Questions vs Answers

question marks

The other day, somewhere on Facebook (in a conversation entirely unrelated to my work), some person I don’t know issued me a directive:  “Don’t answer my question with a question.” I have to admit, I laughed most of the rest of the day.  First of all, that person clearly has never met any Jews.  And more to the point, he has clearly never met me.

In my work with parents and teachers, I ask a LOT of questions. Lots and lots. People ask me for answers, for “what to say,” for instructions. They want them.  They feel like they need them.  Maybe it’s you I’m talking about.  Some people get really frustrated with me, because, well, they’re seeking answers, and it can almost seem (to some people) as if I am stubbornly refusing to provide them, even as I may have some of the “answers” they are looking for.  Maybe that’s you that I’m talking about, too.

Why do I do that? Well, first of all, it’s my way.  It’s a cultural thing, it’s a personal thing, it’s an inherited thing.  Secondly, it’s one of the things that distinguishes Visible Child from the rest of the respectful/positive/connection-based (pick a word, any word) parenting groups out there. But it’s the third reason that is most important, by a long shot.

First, and foremost, I see myself–as a parenting coach, as a blogger, as a child development consultant, as a developmental psychologist–as an educator. And it just so happens that I reject ALL hierarchical models of education (e.g. I have information, you don’t, I give it to you, you are a passive consumer, you “learn” it, you go and use it, you come back and get more.)

That’s not what I’m after.  And it’s not who I am.

I want you not to NEED parenting books. I want you not to need ME. I want to eventually put myself out of business. And as long as you “consume”, and look to me to “provide”, that will never happen.

It’s just like rewards or “sticker charts”…when we offer children rewards, the effect is that, over time, 1) their motivation decreases, 2) their effort decreases when the rewards lessen or are no longer available, and 3) in the long run, the rewards need to get bigger and bigger in order in order to keep working. In parenting-coach-speak, you become MORE dependent on “experts” over time, rather than less. That’s not what I’m after.

Quality education is not about learning WHAT we need to know it is about learning HOW to learn. So we always have the tools within us to figure out whatever we find we want or need to know.  All by ourselves, and in community.
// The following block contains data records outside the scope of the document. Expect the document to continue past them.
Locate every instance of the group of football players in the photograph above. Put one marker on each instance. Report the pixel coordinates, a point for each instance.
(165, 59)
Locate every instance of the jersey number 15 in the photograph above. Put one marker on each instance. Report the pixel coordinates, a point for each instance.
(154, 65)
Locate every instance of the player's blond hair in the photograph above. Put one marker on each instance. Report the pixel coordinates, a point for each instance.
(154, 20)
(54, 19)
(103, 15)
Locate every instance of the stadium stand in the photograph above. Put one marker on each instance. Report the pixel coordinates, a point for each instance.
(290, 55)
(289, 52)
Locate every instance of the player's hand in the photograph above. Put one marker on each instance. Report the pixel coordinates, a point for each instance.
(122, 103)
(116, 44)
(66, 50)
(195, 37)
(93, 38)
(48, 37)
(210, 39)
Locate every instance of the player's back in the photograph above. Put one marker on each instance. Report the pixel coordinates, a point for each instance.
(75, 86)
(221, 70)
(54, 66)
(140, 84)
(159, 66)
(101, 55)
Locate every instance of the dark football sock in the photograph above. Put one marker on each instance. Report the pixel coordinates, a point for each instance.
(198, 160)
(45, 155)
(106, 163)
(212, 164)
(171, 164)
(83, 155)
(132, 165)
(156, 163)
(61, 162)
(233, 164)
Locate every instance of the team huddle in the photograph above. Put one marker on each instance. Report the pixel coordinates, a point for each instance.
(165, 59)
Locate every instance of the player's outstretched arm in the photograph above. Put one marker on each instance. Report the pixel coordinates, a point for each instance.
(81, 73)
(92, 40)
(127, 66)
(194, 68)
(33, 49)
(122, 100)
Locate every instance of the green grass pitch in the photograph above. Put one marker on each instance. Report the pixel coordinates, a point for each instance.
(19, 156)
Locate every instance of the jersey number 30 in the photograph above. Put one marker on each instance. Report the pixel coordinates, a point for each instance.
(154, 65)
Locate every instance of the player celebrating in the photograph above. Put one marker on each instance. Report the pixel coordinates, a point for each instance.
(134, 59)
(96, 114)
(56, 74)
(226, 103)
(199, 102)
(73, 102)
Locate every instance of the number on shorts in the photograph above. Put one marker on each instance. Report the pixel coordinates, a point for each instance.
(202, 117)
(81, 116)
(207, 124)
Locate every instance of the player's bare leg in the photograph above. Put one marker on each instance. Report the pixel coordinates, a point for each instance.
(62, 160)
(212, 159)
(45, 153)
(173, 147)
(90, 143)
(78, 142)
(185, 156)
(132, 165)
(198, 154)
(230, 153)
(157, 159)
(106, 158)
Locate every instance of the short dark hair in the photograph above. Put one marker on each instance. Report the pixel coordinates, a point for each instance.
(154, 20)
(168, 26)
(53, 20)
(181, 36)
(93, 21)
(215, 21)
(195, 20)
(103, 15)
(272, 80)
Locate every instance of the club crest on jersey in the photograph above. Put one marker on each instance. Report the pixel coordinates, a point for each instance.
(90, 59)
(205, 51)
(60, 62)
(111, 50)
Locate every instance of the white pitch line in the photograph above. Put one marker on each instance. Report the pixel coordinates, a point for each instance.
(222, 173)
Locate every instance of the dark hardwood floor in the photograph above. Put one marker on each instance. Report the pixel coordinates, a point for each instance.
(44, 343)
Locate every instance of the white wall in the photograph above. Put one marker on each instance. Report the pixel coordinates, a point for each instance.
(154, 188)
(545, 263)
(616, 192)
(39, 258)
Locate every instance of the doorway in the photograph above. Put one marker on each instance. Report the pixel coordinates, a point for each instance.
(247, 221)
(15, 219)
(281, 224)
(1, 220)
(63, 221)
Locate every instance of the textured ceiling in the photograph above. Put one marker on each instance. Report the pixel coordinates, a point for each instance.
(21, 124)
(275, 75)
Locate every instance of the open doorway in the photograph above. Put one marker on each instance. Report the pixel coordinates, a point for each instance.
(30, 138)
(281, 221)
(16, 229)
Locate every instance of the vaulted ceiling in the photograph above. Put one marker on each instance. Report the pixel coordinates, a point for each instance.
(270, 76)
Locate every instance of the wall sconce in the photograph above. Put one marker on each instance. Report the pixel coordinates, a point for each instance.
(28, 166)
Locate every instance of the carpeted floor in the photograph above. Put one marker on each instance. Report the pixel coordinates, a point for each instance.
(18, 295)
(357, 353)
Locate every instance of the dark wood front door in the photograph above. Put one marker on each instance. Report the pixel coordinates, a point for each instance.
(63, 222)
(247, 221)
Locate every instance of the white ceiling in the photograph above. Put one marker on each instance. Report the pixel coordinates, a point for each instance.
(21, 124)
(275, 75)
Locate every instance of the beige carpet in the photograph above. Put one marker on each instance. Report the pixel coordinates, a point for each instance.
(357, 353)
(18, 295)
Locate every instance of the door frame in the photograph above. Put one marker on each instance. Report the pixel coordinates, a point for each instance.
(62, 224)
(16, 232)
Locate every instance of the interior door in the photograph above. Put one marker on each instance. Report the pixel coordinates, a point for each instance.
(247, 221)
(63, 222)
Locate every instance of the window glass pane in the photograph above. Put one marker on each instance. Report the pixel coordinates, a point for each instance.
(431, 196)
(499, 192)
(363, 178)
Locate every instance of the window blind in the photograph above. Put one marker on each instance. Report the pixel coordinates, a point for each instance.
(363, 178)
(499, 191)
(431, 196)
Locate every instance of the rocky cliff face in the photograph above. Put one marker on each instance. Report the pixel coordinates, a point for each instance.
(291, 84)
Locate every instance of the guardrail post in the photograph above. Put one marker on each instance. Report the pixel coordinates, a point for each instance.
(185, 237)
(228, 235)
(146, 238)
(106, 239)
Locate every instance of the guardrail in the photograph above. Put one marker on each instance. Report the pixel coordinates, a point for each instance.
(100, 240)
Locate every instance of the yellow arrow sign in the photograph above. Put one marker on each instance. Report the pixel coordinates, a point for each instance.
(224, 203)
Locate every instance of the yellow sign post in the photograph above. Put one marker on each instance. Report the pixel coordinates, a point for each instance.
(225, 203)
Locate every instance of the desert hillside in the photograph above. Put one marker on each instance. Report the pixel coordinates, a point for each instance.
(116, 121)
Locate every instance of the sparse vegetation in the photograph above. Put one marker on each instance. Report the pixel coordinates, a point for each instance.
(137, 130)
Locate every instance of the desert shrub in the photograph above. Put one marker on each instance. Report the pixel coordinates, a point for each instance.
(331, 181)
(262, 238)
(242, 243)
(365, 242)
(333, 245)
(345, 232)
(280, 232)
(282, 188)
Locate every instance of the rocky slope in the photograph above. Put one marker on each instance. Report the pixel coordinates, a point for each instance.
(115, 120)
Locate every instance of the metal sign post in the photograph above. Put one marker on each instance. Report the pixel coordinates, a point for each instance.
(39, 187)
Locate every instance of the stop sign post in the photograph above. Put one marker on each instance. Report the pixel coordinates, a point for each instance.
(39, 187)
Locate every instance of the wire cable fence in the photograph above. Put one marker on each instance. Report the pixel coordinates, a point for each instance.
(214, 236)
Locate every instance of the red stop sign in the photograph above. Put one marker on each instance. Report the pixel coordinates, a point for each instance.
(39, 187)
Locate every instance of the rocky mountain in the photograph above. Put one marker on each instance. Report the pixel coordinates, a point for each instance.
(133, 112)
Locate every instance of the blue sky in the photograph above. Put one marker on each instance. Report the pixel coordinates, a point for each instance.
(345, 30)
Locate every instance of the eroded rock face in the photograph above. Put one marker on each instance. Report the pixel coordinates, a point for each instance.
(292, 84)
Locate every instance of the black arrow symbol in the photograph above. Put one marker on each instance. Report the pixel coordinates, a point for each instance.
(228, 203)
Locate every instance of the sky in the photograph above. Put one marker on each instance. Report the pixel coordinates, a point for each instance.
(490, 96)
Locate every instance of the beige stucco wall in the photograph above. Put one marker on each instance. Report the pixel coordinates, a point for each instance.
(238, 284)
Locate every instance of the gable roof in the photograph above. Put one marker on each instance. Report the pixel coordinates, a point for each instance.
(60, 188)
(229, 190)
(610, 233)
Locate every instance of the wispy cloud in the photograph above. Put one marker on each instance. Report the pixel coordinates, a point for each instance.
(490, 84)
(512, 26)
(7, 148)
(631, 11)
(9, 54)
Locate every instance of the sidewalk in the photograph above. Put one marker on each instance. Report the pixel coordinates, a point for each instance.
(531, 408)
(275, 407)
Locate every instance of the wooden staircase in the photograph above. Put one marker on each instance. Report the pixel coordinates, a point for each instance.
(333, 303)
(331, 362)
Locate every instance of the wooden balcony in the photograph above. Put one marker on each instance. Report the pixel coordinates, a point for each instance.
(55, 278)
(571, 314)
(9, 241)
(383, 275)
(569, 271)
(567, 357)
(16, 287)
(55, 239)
Yes. I ask questions. Lots and lots of them. I do not ask questions as a challenge–EVER. I know some people receive it that way, even as I wish that were not true.

I ask questions as an invitation. An invitation to shift your mindset. An invitation to think differently than you currently do, to think through a whole new lens, one that is likely very different from the way you were raised. I ask questions as a way of “thinking it through” WITH you, not FOR you.

I realize it’s hard and frustrating for a lot of people. I have a suspicion (based on no empirical evidence at all) that it is hardest for people who were raised in traditional education settings or in heavily hierarchical homes (or religious traditions.) In those settings, the “norm” is to be told what to think, what to do, what you need to learn. The leaders are right, and we are recipients..our role is not to think critically, but to do and think and practice what we are told. And as we grow into adults, that becomes our internalized norm…that’s just the way it should be.

There’s nothign wrong or strange about that.  We are human.  We are most comfortable with what is familiar.  Visible Child is asking you to risk the unfamiliar.

I will and do understand if it’s too hard or frustrating, and if you decide that Visible Child is not the right place or model for you. It’s okay. Really. There are many other wonderful parent educators and coaches, many of whom promote spectacular respectful caregiving and parenting.  I like a lot of the work of others and wouldn’t hesitate to recommend them.   If one of those places feels like a better fit for you, that’s perfectly okay. And if you want what Visible Child has to offer–a pretty intense critical thinking (and frankly, emotional growth) approach grounded in child development research, compassion, and respect–I’ll be here.

There’s no one right person or philosophy or approach or method. Don’t believe anyone who tells you there is. Do what is right for you. And remember that our needs always change as we grow.

In the groups that I run, the greatest compliment I have received (and I receive it frequently) is from parents who begin to ask a question about a problem they are having, and by the time they finish writing or asking it, they have “heard” all of my questions in their heads and they end up not asking the question, because they have found the answer they are seeking for themselves. It’s darned near perfect.

The only thing better will be when you stop hearing my voice in your head, and start hearing your own.